Hi all,
I have been struggling with Cassandra’s lack of adhoc query support (I know
this is an anti-pattern of Cassandra, but sometimes management come over
and ask me to run stuff and it’s impossible to explain that it will take me
a while when it would take about 10 seconds in MySQL) so I have put
together the following code snippet that bundles DataStax’s Cassandra Spark
connector and allows you to submit Spark SQL to it, outputting the results
in a text file.
Does anyone spot any obvious flaws in this plan?? (I have a lot more error
handling etc in my code, but removed it here for brevity)

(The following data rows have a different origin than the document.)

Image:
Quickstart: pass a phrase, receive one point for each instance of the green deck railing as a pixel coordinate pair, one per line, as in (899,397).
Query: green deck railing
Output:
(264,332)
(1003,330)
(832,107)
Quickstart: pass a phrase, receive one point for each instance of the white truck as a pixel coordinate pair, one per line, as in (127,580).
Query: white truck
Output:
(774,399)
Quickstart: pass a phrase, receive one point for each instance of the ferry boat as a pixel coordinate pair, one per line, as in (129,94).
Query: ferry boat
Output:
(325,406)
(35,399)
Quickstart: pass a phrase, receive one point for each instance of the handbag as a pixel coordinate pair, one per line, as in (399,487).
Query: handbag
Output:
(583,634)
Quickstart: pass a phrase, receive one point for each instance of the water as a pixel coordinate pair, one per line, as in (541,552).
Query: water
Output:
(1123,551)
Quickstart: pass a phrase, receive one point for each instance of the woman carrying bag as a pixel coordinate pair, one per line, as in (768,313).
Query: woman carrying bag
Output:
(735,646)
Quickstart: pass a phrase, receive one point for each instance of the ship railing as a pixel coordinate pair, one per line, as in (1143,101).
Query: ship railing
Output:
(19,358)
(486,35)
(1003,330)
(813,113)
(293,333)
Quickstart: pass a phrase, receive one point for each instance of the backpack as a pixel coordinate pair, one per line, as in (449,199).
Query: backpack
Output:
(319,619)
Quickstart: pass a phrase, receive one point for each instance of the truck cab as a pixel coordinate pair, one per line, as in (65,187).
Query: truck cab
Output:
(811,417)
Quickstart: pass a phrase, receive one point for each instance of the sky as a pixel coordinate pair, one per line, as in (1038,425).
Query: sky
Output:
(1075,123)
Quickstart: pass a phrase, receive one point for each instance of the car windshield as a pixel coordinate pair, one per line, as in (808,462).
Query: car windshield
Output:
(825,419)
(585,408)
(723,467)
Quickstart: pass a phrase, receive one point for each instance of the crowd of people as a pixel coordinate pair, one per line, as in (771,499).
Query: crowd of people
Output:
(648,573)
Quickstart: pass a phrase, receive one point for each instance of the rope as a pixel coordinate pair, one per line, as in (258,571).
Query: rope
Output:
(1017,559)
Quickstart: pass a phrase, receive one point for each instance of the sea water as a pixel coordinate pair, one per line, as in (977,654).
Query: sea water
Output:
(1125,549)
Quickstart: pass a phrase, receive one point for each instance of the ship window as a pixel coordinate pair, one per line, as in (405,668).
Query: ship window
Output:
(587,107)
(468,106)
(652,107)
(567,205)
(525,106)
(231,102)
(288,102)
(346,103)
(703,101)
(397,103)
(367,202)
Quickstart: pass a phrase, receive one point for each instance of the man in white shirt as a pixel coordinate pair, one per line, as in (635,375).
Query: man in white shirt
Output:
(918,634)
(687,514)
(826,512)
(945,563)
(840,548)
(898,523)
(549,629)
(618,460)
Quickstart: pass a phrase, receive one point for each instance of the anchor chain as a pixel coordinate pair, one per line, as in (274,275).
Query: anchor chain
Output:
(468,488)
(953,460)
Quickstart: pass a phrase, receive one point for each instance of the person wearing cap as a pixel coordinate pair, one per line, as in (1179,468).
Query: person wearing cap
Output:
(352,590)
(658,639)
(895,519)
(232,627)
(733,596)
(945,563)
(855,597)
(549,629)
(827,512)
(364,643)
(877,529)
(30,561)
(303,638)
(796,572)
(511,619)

*private* *void* run(String sqlQuery) {
SparkContext scc = *new* SparkContext(conf);
CassandraSQLContext csql = *new* CassandraSQLContext(scc);
DataFrame sql = csql.sql(sqlQuery);
String folderName = "/tmp/output_" + System.*currentTimeMillis*();
*LOG*.info("Attempting to save SQL results in folder: " +
folderName);
sql.rdd().saveAsTextFile(folderName);
*LOG*.info("SQL results saved");
}
*public* *static* *void* main(String[] args) {
String sparkMasterUrl = args[0];
String sparkHost = args[1];
String sqlQuery = args[2];
SparkConf conf = *new* SparkConf();
conf.setAppName("Java Spark SQL");
conf.setMaster(sparkMasterUrl);
conf.set("spark.cassandra.connection.host", sparkHost);
JavaSparkSQL app = *new* JavaSparkSQL(conf);
app.run(sqlQuery, printToConsole);
}
I can then submit this to Spark with ‘spark-submit’:
Ø *./spark-submit --class com.algomi.spark.JavaSparkSQL --master
spark://sales3:7077
spark-on-cassandra-0.0.1-SNAPSHOT-jar-with-dependencies.jar
spark://sales3:7077 sales3 "select * from mykeyspace.operationlog" *
It seems to work pretty well, so I’m pretty happy, but wondering why this
isn’t common practice (at least I haven’t been able to find much about it
on Google) – is there something terrible that I’m missing?
Thanks!
Matthew